El amor corta el mal en sus raíces, interrumpe los lazos con la fuente en que se alimenta la maldad, le impide aprovisionarse de nuevo.
El perdón rompe la espiral del odio, destruye el círculo perverso.
Un gesto de magnanimidad provoca un cortocircuito en la red de la mezquindad, en la trama de maniobras oscuras, y todos se hunden de repente en la luz.
Es necesario que un valiente diga «no sigo», para que el orgullo se rompa y la brutalidad se vea privada de los medios necesarios para sobrevivir.
Muchas veces creemos que la debilidad, la no violencia, la mansedumbre acaban dejando el campo libre a la invasión del mal.

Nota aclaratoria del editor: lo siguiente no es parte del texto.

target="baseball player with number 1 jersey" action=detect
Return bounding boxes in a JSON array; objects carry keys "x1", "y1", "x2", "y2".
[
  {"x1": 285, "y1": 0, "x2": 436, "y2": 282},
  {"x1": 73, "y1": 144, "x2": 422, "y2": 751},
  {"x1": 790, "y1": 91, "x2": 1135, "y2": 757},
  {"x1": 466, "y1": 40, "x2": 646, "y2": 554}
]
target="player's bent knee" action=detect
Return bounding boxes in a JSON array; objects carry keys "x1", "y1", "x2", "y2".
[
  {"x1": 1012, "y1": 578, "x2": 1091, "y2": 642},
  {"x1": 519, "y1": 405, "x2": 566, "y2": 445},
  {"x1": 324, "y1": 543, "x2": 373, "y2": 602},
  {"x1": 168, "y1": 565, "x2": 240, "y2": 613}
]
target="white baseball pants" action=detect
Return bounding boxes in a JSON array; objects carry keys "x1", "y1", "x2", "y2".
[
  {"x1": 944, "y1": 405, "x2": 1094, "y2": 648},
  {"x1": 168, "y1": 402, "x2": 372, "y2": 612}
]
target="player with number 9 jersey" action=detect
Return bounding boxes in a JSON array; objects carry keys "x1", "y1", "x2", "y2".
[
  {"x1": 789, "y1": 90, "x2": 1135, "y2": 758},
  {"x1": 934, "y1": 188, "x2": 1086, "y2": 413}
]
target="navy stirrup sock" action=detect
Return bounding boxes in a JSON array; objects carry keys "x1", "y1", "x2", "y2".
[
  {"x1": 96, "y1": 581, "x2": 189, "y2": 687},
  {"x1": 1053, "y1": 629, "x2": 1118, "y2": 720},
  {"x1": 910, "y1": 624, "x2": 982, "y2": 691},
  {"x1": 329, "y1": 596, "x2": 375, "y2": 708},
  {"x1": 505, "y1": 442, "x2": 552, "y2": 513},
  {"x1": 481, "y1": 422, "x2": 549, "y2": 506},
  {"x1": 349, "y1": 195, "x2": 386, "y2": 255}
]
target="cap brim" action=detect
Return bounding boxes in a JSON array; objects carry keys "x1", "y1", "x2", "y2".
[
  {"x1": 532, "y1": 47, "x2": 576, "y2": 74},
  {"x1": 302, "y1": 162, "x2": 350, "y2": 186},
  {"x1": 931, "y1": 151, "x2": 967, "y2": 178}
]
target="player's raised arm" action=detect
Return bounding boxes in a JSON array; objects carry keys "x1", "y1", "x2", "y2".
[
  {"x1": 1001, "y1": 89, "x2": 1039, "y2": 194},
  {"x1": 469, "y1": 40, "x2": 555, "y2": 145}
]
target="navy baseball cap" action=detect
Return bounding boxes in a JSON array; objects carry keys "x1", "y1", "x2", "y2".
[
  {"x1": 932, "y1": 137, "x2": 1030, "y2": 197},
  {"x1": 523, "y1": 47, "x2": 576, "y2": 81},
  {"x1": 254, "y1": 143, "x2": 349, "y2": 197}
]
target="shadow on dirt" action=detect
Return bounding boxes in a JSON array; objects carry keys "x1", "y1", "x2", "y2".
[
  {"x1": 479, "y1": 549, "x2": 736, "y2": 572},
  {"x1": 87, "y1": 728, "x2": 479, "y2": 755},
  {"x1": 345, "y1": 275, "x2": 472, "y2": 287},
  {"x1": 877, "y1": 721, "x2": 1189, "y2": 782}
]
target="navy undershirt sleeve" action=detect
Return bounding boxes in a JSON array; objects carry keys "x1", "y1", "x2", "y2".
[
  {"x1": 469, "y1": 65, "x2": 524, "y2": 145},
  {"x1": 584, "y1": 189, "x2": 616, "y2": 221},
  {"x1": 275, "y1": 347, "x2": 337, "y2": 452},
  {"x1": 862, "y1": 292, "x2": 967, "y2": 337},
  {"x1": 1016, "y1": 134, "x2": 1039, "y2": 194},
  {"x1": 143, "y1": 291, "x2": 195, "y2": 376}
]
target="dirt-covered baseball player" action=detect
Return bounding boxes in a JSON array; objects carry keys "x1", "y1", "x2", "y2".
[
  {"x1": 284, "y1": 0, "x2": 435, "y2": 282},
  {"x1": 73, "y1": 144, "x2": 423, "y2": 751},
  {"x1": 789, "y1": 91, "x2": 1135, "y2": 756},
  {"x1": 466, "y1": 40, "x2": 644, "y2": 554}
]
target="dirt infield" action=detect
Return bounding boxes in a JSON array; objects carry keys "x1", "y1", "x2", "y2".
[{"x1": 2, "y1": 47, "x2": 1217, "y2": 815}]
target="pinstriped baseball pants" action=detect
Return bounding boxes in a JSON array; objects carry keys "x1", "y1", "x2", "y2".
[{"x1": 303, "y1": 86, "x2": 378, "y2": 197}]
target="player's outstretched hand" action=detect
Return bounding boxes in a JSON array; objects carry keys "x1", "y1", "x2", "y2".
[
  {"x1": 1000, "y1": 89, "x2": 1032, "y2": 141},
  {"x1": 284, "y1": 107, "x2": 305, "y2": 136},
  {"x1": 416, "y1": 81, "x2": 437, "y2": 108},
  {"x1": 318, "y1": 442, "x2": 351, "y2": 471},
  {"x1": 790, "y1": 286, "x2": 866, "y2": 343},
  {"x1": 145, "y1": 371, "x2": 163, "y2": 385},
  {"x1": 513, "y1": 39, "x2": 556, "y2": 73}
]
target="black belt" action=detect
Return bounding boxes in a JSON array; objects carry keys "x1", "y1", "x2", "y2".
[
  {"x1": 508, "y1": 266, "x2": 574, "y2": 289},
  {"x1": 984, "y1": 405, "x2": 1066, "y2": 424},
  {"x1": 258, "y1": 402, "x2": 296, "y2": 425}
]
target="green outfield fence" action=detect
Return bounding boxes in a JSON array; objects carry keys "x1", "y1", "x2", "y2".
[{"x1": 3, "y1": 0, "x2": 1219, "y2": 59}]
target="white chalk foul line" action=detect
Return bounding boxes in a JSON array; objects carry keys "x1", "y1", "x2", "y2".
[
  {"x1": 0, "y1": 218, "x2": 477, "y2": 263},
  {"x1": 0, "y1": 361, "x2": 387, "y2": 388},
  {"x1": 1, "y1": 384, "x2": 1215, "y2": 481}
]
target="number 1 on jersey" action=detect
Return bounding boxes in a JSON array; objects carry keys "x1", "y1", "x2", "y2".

Pero ocurre todo lo contrario.
En realidad, el amor es la única fuerza capaz de combatir eficazmente el odio, de arrinconarlo, de apagarlo, de agotarlo.
El cristiano sale vencedor, no cuando consigue apoderarse de las armas del adversario, sino cuando tira las suyas.
El enemigo se desconcierta, se siente perdido cuando nadie lo ve, cuando ya no se le considera como tal.
La debilidad del amor es la única fuerza capaz de aniquilar el mal. La cólera se nutre de la cólera.
Un individuo que ama, que perdona, que olvida, que no deja vivir al odio, le niega los medios de subsistencia.
«Se puede vencer al otro sólo si se deja que su maldad se agote en sí misma, al no encontrar lo que busca, es decir, la oposición y la réplica de otro mal, con el que inflamarse más todavía. El mal se hace impotente si no encuentra ningún objeto, ninguna oposición, sino que se le sufre y soporta pacientemente.
Aquí el mal se encuentra con un adversario más fuerte que él; pero solamente cuando queda anulado incluso el último resto de oposición, cuando es total la renuncia a devolver mal por mal. El mal entonces no puede conseguir su objetivo de generar otro mal; se queda solo» (D. Bonhoeffer).
Cuando abandono el campo de la disputa, no es que huya, que deje el campo abierto al mal.
Simplemente, me desplazo al territorio de la vida y dejo que el odio se consuma y muera en su árido desierto.